No fim de semana, Rudin, o "superprodutor" por trás de filmes como A Rede Social e Lady Bird: A Hora de Voar, bem como sucessos da Broadway como O Sol é para Todos e O Livro de Mórmon, anunciou que "deixaria de participar ativamente" de suas produções teatrais.
Em uma declaração ao jornal The Washington Post, Rudin se desculpou pela "dor que meu comportamento causou a indivíduos, direta e indiretamente".
O pedido de desculpas de Rudin foi, no máximo, reticente. Claramente, ele não se desculpou por seu comportamento, apenas pela dor que causou, e teve o cuidado de não mencionar seus vários projetos cinematográficos (que incluem o novo filme de Jennifer Lawrence, Red White and Water e The Tragedy of Macbeth, com Denzel Washington e Frances McDormand).
Mas só o fato de um produtor do porte de Rudin se desculpar por qualquer coisa mostra o quanto Hollywood está mudando.
Segunda onda do #MeToo
Scott Rudin é um dos maiores nomes do showbiz. Ele alcançou o "status EGOT", tendo ganhado o conjunto completo dos prêmios Emmy, Grammy, Oscar e Tony – um feito conquistado por uma elite de apenas 16 pessoas até o momento.
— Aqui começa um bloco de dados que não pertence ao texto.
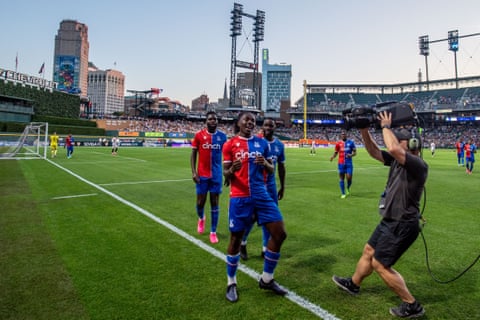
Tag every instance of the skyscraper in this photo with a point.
(70, 63)
(276, 83)
(106, 91)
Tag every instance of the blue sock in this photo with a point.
(247, 232)
(266, 236)
(215, 212)
(200, 212)
(342, 186)
(232, 265)
(270, 262)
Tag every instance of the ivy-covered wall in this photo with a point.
(46, 103)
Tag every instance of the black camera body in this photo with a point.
(365, 116)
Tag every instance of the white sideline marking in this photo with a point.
(75, 196)
(141, 182)
(292, 296)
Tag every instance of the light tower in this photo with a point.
(236, 30)
(453, 46)
(425, 51)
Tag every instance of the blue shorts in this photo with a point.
(243, 212)
(209, 185)
(346, 168)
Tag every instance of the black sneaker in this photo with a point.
(346, 284)
(232, 294)
(273, 286)
(408, 310)
(243, 252)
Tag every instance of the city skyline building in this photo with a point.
(106, 91)
(276, 84)
(70, 62)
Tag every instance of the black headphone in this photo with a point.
(415, 142)
(412, 136)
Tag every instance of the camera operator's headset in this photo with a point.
(413, 137)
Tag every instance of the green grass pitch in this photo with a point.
(114, 237)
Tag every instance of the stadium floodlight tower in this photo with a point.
(453, 46)
(236, 30)
(425, 51)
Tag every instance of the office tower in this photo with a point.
(70, 63)
(276, 83)
(106, 91)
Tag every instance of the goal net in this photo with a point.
(31, 144)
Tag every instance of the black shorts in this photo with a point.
(391, 239)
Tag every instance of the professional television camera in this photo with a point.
(363, 117)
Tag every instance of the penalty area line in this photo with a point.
(75, 196)
(292, 296)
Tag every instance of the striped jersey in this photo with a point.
(209, 148)
(343, 148)
(249, 180)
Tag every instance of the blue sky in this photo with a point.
(184, 46)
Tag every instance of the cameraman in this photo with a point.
(399, 208)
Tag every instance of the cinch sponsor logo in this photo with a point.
(247, 155)
(211, 146)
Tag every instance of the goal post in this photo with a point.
(31, 144)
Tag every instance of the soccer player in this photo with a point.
(208, 177)
(460, 146)
(245, 159)
(470, 150)
(400, 211)
(54, 144)
(345, 149)
(115, 143)
(277, 150)
(69, 142)
(313, 148)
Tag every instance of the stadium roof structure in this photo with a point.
(408, 87)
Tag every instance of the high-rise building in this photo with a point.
(70, 63)
(276, 83)
(106, 91)
(244, 93)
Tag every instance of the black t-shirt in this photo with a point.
(401, 199)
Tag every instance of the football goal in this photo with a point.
(31, 144)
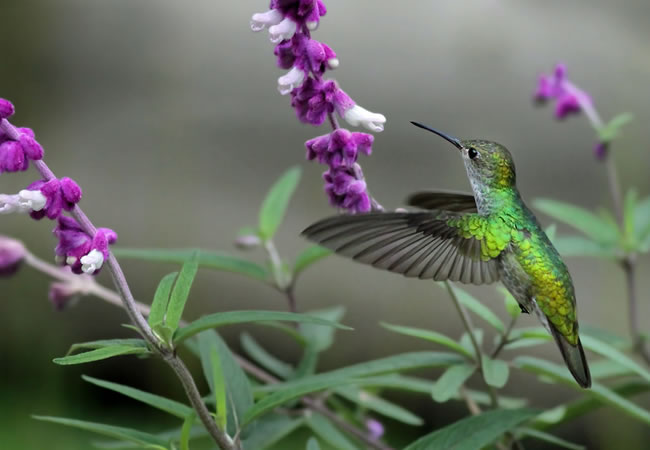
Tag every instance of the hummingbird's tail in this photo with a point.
(574, 357)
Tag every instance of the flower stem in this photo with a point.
(168, 355)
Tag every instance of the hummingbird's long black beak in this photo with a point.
(453, 140)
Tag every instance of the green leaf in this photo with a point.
(614, 354)
(102, 343)
(495, 371)
(599, 391)
(569, 411)
(181, 292)
(582, 246)
(379, 405)
(237, 386)
(328, 432)
(611, 129)
(579, 218)
(164, 404)
(234, 317)
(219, 390)
(269, 430)
(161, 300)
(450, 381)
(312, 444)
(285, 392)
(551, 439)
(186, 431)
(473, 432)
(264, 358)
(145, 440)
(208, 260)
(309, 256)
(642, 219)
(99, 354)
(275, 204)
(428, 335)
(478, 308)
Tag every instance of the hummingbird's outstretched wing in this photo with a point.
(427, 245)
(443, 200)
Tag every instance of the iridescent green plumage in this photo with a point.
(480, 238)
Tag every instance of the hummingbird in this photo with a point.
(479, 238)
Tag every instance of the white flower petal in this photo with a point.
(359, 116)
(92, 262)
(33, 200)
(284, 30)
(260, 21)
(290, 81)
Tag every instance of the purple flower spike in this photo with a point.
(346, 189)
(375, 429)
(83, 253)
(12, 253)
(60, 194)
(6, 109)
(569, 98)
(339, 148)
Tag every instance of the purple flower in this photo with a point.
(17, 147)
(339, 148)
(61, 195)
(6, 109)
(12, 253)
(346, 189)
(568, 97)
(83, 253)
(375, 429)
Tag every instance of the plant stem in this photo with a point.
(128, 302)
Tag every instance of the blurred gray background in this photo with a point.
(168, 116)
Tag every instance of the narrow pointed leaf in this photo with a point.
(478, 308)
(473, 432)
(495, 371)
(285, 392)
(450, 381)
(328, 432)
(547, 437)
(161, 300)
(597, 390)
(308, 257)
(238, 392)
(275, 204)
(145, 440)
(164, 404)
(264, 358)
(379, 405)
(99, 354)
(579, 218)
(234, 317)
(181, 292)
(102, 343)
(428, 335)
(208, 260)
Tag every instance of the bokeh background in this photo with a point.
(168, 116)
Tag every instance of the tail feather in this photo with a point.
(574, 357)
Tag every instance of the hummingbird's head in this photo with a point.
(488, 164)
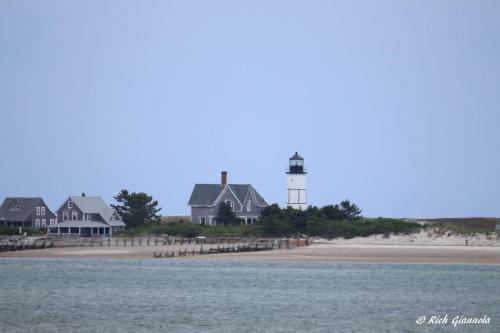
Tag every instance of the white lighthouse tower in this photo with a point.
(296, 183)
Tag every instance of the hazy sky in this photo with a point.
(393, 104)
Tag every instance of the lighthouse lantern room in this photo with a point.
(296, 183)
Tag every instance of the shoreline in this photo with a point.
(382, 253)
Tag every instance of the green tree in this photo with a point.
(333, 212)
(350, 210)
(226, 216)
(274, 221)
(136, 208)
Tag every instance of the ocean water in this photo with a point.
(79, 295)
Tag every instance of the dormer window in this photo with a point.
(231, 204)
(15, 207)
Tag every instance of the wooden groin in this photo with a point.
(26, 244)
(250, 247)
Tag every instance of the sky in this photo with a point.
(395, 105)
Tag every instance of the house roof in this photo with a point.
(206, 194)
(27, 206)
(296, 156)
(80, 224)
(95, 205)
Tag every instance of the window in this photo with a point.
(230, 203)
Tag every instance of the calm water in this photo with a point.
(75, 295)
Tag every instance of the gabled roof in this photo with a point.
(206, 194)
(95, 205)
(27, 206)
(296, 156)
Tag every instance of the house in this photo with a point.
(86, 216)
(244, 200)
(26, 212)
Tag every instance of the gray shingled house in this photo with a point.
(245, 201)
(86, 216)
(26, 212)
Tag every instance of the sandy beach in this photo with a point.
(332, 252)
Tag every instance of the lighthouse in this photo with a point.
(296, 183)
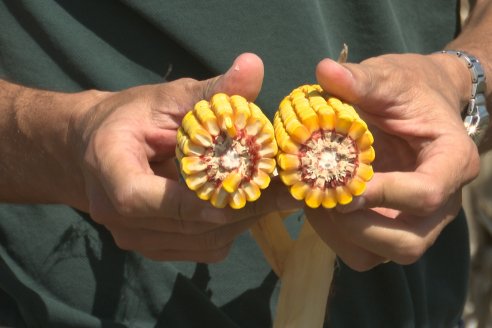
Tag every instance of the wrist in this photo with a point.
(457, 78)
(475, 115)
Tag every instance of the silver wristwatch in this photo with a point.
(476, 116)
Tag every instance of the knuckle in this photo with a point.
(362, 263)
(411, 249)
(125, 203)
(432, 199)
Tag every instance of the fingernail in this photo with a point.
(356, 204)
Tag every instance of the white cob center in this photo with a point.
(328, 159)
(227, 155)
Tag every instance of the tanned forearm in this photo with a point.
(37, 162)
(476, 39)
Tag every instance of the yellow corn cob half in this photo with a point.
(325, 148)
(226, 148)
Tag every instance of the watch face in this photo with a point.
(477, 117)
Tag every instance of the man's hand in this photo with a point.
(423, 156)
(126, 144)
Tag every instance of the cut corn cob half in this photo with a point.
(325, 148)
(226, 149)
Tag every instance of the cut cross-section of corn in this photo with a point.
(226, 148)
(325, 148)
Seus filmes foram indicados a 151 Oscars e ganharam 23, incluindo melhor filme por Onde os Fracos Não Têm Vez em 2007. Entre os produtores de Hollywood, Rudin pertence a uma classe própria. Desde 2017, quando seu contemporâneo igualmente bem-sucedido Harvey Weinstein foi derrubado por acusações de assédio sexual e agressão, ele ocupa o topo do setor praticamente sozinho.
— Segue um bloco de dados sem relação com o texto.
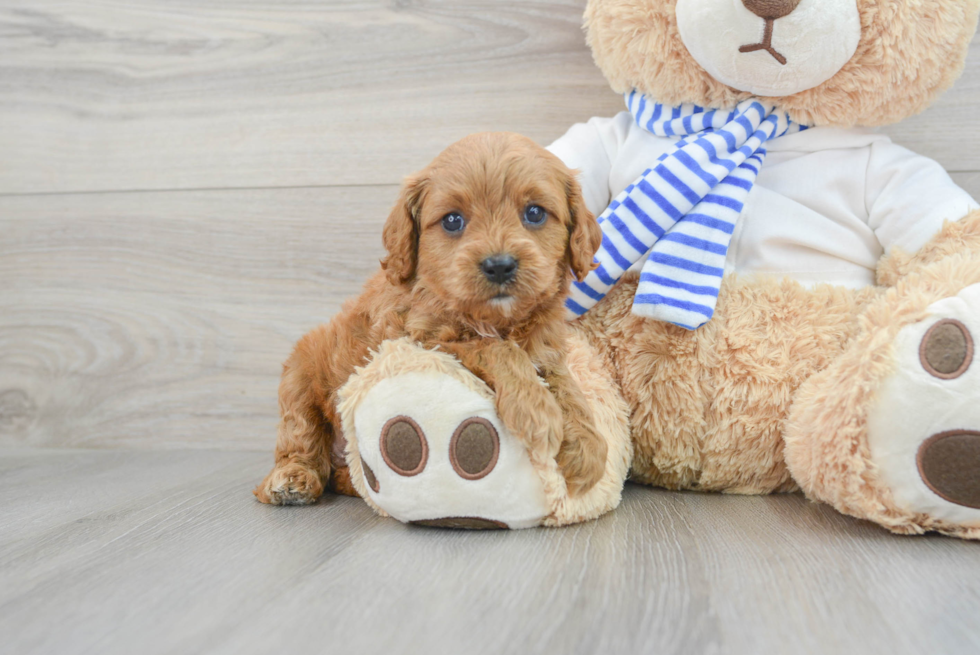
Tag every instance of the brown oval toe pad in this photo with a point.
(947, 350)
(403, 446)
(474, 448)
(949, 463)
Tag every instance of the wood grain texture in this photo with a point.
(144, 94)
(123, 552)
(161, 319)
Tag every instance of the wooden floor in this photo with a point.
(186, 187)
(166, 552)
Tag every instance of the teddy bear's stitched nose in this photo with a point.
(771, 9)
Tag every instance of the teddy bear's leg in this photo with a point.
(890, 432)
(425, 445)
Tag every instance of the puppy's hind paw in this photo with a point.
(290, 484)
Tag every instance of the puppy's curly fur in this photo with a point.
(433, 289)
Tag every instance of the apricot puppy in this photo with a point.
(482, 245)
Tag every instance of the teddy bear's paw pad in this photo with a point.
(434, 453)
(949, 464)
(924, 429)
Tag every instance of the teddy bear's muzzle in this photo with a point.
(770, 11)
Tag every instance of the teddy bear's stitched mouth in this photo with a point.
(766, 44)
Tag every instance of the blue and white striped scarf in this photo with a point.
(683, 210)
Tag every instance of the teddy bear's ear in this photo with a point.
(401, 232)
(584, 235)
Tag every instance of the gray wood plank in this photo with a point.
(101, 95)
(121, 552)
(161, 319)
(160, 95)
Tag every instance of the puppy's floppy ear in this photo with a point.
(401, 232)
(584, 235)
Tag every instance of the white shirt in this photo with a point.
(826, 206)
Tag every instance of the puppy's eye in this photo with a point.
(535, 215)
(453, 222)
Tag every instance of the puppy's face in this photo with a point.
(493, 228)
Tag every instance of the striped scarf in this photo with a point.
(683, 210)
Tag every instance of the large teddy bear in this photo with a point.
(783, 300)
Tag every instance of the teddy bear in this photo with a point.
(784, 300)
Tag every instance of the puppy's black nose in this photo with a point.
(499, 269)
As acusações contra Rudin são de outro teor, mas, em muitos aspectos, o produtor – apelidado de "Boss-zilla!" (mistura da palavra "chefe" em inglês com "Godzilla") em um perfil do Wall Street Journal de 2005 – é o impulsor da segunda onda do #Metoo.
Depois que os atores Ray Fisher e Gal Gadot acusaram o diretor Joss Whedon (Liga da Justiça) de bullying no set e outros abusos, a HBO retirou qualquer menção a ele da campanha de promoção para The Nevers, um seriado de fantasia de alto orçamento criado, escrito e co-dirigido por Whedon.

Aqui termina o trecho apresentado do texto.